Tell us about your social entreprise ILUU. ILUU means ‘shine’ in my mother tongue. While in JKUAT, a group of us had an outreach program where we would visit schools in our villages, telling kids that it is possible to go to campus, having started from village schools. We would visit several schools at each person’s home village. When we graduated, we dispersed. Then four years ago, I spoke to a girl in Maasai Mara University who told me that I had visited her high school and I had inspired into joining university. And I thought “If one person can be inspired by my story, then I have done something.” I called my friends to get the team back together and establish something sustainable. And that is how ILUU was born. When we visit schools, we start with sexual and reproductive health, because people are very conservative where I come from. We talk to boys and girls separately. It is my feeling that these issues are ignored, leading to early pregnancies and marriages. Preventing these allows girls to further their education. Afterwards, we promote education. We are basically trying to mentor and inspire students who really have no one to look up to. With the work I have been doing at ILUU, I was awarded a fellowship by Skoll World Forum, an organization which gives support to social entrepreneurs, people working to help their communities.

What are you doing in terms of mentorship while in Oxford? I am involved in Women in Engineering Oxford, helping to organize activities for kids. So occasionally, especially women in engineering week, high school students come to Oxford and do simple engineering projects. At the end of the day, they are inspired.
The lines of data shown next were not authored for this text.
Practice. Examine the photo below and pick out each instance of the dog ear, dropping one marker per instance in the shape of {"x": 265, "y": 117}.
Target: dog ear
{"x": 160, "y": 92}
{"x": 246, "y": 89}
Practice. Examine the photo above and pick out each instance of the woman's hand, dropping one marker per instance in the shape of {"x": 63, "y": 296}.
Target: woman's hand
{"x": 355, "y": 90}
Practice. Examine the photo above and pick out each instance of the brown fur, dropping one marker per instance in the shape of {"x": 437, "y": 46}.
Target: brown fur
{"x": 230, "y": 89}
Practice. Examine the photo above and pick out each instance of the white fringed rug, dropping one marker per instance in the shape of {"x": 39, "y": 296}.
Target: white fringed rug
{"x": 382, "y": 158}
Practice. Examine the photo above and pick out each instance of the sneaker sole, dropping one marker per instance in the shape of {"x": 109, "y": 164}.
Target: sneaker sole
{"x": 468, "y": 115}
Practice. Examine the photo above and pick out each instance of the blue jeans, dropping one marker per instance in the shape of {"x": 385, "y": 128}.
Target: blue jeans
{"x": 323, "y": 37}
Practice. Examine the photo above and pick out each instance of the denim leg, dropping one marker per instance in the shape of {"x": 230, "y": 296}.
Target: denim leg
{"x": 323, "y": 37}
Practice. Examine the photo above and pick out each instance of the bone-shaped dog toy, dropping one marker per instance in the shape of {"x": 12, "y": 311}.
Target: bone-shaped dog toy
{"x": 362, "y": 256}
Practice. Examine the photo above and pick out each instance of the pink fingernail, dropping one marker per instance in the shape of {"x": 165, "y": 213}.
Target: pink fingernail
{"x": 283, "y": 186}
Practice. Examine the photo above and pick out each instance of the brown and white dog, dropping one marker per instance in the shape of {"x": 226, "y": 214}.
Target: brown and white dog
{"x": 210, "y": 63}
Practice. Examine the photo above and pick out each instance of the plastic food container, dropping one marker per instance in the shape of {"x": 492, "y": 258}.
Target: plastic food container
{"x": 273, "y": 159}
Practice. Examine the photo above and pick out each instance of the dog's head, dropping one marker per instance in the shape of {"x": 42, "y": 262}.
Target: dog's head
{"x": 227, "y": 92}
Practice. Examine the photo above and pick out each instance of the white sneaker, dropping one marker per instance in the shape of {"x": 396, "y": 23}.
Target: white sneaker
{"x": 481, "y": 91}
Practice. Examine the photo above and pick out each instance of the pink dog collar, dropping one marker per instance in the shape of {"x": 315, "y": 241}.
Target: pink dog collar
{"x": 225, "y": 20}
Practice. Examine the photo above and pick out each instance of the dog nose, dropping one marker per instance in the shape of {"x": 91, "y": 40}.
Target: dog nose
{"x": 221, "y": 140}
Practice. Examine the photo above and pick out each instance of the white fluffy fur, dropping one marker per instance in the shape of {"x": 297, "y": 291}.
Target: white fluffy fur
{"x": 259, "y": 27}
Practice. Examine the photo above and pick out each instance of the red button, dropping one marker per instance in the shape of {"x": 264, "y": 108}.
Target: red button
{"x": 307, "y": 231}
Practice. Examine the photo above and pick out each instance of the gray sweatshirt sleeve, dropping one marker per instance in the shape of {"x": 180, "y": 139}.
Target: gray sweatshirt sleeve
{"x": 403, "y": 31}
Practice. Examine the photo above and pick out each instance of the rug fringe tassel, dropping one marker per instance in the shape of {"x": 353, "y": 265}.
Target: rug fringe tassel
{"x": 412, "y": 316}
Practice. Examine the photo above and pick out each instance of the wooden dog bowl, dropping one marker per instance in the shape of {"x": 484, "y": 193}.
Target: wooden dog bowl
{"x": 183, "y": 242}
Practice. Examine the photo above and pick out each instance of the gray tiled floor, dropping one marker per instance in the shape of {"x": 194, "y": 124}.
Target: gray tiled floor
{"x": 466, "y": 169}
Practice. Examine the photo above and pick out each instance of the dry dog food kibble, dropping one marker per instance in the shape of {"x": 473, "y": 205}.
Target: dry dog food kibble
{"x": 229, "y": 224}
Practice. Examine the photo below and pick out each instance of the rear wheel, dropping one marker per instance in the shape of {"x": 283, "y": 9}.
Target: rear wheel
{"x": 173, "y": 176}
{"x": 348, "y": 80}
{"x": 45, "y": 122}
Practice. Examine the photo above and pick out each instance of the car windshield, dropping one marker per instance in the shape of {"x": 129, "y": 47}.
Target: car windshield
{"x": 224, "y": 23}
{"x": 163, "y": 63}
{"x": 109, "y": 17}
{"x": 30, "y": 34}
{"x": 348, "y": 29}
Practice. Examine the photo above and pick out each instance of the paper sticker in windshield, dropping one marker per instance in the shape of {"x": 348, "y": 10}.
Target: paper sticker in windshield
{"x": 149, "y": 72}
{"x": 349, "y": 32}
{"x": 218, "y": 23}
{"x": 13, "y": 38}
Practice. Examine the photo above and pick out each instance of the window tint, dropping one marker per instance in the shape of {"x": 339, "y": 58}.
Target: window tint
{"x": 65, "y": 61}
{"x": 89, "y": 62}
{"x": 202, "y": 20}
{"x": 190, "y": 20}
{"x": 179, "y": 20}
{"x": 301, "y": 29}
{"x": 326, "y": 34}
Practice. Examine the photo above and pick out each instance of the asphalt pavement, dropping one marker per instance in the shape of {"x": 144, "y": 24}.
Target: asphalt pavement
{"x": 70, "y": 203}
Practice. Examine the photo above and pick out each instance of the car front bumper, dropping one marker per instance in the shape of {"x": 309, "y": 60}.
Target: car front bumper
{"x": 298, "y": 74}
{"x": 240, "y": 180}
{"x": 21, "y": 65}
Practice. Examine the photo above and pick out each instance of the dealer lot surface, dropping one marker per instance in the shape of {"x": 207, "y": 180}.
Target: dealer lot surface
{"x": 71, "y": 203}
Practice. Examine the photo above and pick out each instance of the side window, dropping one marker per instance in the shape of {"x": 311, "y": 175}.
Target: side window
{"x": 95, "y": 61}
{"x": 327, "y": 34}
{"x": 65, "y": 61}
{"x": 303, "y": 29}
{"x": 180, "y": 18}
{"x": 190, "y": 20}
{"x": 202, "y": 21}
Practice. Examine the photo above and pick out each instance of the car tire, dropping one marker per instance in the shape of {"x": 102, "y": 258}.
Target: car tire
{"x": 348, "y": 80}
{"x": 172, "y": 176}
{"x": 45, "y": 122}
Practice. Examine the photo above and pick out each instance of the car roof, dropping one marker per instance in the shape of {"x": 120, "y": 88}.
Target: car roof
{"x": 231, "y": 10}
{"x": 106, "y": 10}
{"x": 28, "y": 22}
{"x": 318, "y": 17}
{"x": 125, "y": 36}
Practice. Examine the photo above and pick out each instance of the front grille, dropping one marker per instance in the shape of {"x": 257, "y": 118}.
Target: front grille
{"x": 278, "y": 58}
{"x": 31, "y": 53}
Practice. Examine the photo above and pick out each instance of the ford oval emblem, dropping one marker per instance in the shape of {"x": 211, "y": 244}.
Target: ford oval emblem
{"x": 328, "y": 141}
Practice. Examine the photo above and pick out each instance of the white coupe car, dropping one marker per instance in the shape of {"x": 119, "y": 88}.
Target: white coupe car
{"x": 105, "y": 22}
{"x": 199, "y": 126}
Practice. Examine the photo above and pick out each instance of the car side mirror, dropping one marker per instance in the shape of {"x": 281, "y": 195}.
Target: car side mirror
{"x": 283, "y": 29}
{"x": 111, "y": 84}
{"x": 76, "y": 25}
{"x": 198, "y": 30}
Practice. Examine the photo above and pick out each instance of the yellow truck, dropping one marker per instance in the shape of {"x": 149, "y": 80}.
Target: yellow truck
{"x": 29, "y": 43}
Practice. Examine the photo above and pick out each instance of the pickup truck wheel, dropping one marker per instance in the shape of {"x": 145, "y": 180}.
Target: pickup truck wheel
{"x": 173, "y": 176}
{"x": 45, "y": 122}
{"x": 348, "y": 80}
Last year, we made and tested solar powered car models with high school girls. After that session, you could see that they understood what engineering is. Most of them just don’t get what engineering is and I think when they see what they have created, it inspires them. I am also a part of organizing team for the Oxford Science Festival, where we will be talking about some engineering/science concepts to the Oxford communities. We hope that the event will raise the profile of women scientists and engineers. I also work with Beyond Boundaries Oxford who does the same thing.

Any hobbies? Athletics and football. I am an Oxford Blue Athlete. I realized I love hurdle races. I do the 400m and 100m hurdle races. I also play football for my college team. We are in division 3 in the University of Oxford league, consisting of teams from all 38 colleges. It has been sports, work and social entrepreneurship. It is good that I like them in equal measure.

Parting shot? Be stubborn. People like to give girls and women advice, unsolicited most of the time. How they should dress, what they should do with their career, family and so on. And we internalize this advice. We tend to give lots of attention to what people say and it affects what we want and how we behave. We take people’s advice, forgetting what we ourselves want. I am grateful that my mum taught me to be stubborn in going for what I want for I would not be here today.